Despite not having fulfilled my pledge to add links to the few theatre blogs I have found to my blogroll, I have gone in search of more theatre blogs tonight.
For the most part I was disappointed. Of the blogs I found, most had started with good intentions, but hadn’t been maintained on a regular basis.
This is too bad because Sharpe’s Theatre Blog has elements of what I envisioned when I suggested blogs be used for reflective exercises in learning. The initial entries make some observations about texts and what acting is. Later there is some feedback to other people in the project group which frankly, having been in theatre for a long time, seems to be heavily self-edited so as not to offend. Not that people need to tear into others or air their dirty laundry publicly. It is just conspicous by its santitation.
Similarly, the Applied & Interactive Theatre Blog starts out with a couple promising entries and then fizzles. (On the other hand, the Applied & Interactive Theatre Website proper has many resources of interest to Theatre folk)
Handcart Ensemble in NYC uses their blog to essentially post press releases online. However, there were a few interesting articles interspersed like this one on how to find a rehearsal/audition/performance space in NYC, (none of the stages may be in the same place) what questions to ask, horror stories and how much it may cost.
On the whole, blogs I have found seem to be predominantly focused on providing space for people to post their events- Ohio Theatre, Culturebot
(it does have news and opinion links, but majority are promotional), and the Washington Post’s chic Going out Gurus (actually pretty much newspaper calendar editors posting on line rather than a blog.)

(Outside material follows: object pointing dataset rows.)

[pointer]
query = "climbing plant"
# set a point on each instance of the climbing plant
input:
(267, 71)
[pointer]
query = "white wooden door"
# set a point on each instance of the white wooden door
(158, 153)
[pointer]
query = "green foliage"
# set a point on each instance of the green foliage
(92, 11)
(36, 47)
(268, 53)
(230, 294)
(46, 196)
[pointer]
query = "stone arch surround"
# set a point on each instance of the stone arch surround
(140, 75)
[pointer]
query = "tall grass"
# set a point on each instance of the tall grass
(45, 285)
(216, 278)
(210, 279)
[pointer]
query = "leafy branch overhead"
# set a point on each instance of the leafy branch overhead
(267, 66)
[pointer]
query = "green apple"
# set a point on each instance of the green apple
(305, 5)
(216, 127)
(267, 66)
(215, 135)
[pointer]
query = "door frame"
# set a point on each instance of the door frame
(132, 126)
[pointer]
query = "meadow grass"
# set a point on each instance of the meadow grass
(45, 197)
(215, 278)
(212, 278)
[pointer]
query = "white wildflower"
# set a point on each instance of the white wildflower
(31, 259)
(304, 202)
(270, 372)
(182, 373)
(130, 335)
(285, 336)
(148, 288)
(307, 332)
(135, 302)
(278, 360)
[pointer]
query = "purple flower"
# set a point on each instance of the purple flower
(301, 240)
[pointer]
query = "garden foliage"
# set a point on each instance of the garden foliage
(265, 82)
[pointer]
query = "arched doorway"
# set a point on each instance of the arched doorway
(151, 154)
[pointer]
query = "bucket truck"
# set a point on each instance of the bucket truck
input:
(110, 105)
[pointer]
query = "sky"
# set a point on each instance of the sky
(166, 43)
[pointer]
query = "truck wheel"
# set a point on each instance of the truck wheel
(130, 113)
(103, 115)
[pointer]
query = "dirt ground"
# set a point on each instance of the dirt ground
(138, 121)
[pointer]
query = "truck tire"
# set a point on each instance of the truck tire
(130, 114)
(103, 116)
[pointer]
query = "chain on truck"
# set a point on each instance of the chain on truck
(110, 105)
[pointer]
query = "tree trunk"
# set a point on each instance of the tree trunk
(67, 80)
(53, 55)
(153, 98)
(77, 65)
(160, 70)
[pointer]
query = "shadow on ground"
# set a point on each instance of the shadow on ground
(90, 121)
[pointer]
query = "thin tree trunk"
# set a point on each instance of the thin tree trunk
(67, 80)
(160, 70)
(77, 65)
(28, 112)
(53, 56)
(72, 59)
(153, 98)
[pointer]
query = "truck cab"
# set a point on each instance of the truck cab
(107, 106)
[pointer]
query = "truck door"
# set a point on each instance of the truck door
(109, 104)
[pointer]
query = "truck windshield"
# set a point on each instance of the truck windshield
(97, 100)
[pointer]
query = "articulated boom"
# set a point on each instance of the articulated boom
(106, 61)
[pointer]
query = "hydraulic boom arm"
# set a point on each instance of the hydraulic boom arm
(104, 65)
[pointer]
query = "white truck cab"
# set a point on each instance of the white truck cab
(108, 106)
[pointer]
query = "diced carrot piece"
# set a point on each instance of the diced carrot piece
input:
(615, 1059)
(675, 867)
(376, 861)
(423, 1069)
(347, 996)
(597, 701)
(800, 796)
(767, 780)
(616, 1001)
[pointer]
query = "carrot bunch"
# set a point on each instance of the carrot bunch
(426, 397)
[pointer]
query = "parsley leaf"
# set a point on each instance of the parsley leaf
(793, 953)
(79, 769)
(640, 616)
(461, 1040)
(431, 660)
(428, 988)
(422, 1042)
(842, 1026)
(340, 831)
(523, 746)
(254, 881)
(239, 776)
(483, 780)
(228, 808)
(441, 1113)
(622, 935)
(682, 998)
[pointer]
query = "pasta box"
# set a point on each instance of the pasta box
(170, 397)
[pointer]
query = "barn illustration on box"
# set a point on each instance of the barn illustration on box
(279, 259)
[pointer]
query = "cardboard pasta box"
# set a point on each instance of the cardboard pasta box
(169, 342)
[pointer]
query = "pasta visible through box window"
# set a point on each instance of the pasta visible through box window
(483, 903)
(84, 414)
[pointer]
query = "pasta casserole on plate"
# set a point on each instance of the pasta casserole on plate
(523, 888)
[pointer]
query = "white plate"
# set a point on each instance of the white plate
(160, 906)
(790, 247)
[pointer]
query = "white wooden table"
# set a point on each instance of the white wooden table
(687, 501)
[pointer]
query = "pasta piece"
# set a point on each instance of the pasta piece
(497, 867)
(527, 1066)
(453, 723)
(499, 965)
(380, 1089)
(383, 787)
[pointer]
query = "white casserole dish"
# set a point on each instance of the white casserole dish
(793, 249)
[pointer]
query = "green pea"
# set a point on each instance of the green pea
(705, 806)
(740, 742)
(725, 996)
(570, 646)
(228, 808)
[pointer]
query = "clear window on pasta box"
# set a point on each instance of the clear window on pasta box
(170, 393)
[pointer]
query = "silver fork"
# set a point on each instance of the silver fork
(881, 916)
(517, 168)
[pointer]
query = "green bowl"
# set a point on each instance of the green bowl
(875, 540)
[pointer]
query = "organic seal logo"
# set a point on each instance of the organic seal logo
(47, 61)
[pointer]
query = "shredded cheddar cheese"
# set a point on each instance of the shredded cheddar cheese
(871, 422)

One unrelated, but interesting link I came across was Eric James Stone’s blog on the progress he is making writing his first novel. A therometer bar currently indicates that he has 139,641 out of 150,000 words written. There is actually more reflection on short stories he has written while writing the novel than the novel itself. Some interesting stuff though, including some simple reflections on theatre attendance.